I agree there is some overlap in the write_star_unit_flux_raw and render_patch code. I reimplemented the old version from Synthetic to control the offset so I could use a WCS object on a small patch of image. I realize that is now supported in write_star_nmgy! method --- but one thing I'm hesitant of is re-instantiating a SkyPatch (and then loading the active pixels) every time the likelihood function is called.

jeff-regier commented 7 years ago

Would it work to make p (the SkyPatch) an argument to write_star_nmgy!?

andymiller commented 7 years ago

oh also the pixel map in write_star_unit_flux_raw and others is just an array. What if I wrote a general method

function write_star_nmgy!(world_pos::Array{Float64,1}, patch::SkyPatch,  flux::float64, pixels::Matrix{Float64} )
    fs0m = SensitiveFloat{Float64}(length(StarPosParams), 1, false, false)

    H2, W2 = size(p.active_pixel_bitmap)
    for w2 in 1:W2, h2 in 1:H2
        h = p.bitmap_offset[1] + h2
        w = p.bitmap_offset[2] + w2
        Model.star_light_density!(fs0m, p, h, w, pos, false)
        pixels[h, w] += fs0m.v[] * flux
    end
end

and reimplemented what is in Synthetic with

function write_star_nmgy!(img::Image, ce::CatalogEntry)
    p = Model.SkyPatch(img, ce, radius_override_pix=25)
    write_star_nmgy!(ce.pos, p, ce.star_fluxes[img.b], img.pixels) 
end

and did the same for write_galaxy_nmgy!. Then I can call all of this code from the MCMC module.
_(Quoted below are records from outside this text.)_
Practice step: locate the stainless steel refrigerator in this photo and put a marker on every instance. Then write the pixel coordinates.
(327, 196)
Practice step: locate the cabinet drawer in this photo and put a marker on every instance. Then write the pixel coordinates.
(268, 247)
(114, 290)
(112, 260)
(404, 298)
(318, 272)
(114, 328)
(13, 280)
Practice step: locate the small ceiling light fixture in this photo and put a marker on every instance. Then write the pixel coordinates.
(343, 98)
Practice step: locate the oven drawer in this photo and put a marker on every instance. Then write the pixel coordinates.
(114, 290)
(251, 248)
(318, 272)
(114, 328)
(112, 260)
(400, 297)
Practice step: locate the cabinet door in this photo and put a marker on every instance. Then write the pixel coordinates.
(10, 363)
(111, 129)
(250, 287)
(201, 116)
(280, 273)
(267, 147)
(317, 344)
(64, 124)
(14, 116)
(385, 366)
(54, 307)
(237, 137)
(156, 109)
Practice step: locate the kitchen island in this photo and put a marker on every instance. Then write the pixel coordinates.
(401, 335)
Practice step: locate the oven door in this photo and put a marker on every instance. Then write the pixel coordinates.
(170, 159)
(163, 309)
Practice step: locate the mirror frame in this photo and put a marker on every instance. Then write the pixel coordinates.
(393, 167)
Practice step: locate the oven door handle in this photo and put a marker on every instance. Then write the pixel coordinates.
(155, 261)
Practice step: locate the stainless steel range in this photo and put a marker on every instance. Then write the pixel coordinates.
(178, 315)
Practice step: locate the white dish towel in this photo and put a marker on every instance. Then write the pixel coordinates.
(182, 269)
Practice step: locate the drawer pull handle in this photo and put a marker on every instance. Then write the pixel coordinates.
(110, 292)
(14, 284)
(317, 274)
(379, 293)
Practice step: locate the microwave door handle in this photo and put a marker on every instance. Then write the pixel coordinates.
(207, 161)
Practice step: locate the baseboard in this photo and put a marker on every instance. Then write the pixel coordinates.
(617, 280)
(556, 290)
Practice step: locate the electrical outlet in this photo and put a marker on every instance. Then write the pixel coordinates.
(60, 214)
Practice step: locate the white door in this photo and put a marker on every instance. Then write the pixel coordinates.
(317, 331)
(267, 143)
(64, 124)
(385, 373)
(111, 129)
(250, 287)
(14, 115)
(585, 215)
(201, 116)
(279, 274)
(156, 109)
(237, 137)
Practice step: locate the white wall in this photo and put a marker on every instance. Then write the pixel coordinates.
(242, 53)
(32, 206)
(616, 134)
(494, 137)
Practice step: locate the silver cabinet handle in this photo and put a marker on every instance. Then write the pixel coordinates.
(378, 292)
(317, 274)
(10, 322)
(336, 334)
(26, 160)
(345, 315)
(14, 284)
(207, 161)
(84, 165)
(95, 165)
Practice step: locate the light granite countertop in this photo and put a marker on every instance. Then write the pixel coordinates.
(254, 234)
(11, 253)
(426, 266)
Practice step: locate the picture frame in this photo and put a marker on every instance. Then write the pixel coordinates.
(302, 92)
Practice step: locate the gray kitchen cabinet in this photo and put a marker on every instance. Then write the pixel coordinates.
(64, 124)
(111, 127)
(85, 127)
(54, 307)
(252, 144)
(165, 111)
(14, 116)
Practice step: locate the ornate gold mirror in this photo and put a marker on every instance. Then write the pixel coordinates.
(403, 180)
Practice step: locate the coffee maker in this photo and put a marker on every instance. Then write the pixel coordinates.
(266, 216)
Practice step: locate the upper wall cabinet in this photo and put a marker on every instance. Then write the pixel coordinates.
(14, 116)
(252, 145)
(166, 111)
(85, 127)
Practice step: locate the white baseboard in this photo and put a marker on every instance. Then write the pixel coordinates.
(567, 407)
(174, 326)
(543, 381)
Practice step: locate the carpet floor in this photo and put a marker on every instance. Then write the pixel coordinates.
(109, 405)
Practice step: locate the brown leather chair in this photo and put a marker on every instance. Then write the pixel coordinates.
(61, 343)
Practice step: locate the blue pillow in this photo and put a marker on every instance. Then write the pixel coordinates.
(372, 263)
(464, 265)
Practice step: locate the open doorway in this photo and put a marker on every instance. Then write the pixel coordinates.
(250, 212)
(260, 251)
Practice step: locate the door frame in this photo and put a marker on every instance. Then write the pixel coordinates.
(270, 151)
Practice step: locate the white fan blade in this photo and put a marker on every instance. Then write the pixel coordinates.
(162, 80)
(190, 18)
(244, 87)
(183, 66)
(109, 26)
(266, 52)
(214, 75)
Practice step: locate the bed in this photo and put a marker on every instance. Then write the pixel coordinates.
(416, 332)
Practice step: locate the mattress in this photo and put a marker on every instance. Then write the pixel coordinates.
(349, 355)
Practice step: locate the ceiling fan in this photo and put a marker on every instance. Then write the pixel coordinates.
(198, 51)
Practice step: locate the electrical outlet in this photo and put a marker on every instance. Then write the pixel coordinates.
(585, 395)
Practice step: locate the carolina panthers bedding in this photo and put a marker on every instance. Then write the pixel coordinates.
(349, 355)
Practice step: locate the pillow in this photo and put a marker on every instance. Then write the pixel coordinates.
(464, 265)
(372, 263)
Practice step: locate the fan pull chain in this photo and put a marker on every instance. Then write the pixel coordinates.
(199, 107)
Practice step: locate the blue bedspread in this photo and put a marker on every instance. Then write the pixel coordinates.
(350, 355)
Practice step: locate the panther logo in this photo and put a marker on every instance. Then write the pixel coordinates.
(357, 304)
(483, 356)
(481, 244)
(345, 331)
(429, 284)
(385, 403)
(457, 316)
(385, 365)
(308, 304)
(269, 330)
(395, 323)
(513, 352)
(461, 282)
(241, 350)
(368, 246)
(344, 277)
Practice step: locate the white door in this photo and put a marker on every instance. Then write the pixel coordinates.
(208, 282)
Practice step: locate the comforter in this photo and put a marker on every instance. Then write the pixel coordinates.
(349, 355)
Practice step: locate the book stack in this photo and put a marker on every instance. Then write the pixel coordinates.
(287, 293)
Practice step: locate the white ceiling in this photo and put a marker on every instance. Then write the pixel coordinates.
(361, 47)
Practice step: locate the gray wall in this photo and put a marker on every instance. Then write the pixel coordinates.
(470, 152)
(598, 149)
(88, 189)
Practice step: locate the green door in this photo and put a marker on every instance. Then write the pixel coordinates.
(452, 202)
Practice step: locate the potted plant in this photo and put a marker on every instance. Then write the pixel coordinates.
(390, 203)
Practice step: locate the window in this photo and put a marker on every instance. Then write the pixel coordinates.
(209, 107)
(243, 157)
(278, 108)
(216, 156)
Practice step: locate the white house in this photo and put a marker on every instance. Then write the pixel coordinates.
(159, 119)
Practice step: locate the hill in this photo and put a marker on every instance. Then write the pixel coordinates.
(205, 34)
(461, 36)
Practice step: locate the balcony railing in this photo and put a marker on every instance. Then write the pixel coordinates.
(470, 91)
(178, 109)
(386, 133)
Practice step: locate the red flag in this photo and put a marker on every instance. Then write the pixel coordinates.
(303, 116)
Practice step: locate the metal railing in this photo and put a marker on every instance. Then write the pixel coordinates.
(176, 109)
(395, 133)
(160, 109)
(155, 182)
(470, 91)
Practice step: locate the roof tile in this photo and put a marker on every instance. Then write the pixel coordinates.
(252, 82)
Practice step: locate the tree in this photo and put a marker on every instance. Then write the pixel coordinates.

jeff-regier commented 7 years ago

I just fixed a minor merge conflict with master: please pull before editing.

Looks like make_position_transformations and sample_colors and sample_logr and parameters_from_catalog aren't covered by tests. Are they necessary? Could we safely omit them from the master branch?

No need to write thorough tests, but it's nice if every function in the src directory of master gets called once, just to catch syntax errors if anyone is making changes without totally understanding what's going on.

jeff-regier commented 7 years ago

Ah, this latest merge had more conflicts that I expected. Let's get this PR committed as is, to avoid more merge conflicts.

Andy, please do address the stuff in this thread in another PR. Please start a new branch off of master rather than continuing an old branch---otherwise all the old commits get mixed in.

andymiller commented 7 years ago

ok, i moved all my recent changes to a new branch ais-benchmark and squashed the changes. Will open a new PR shortly.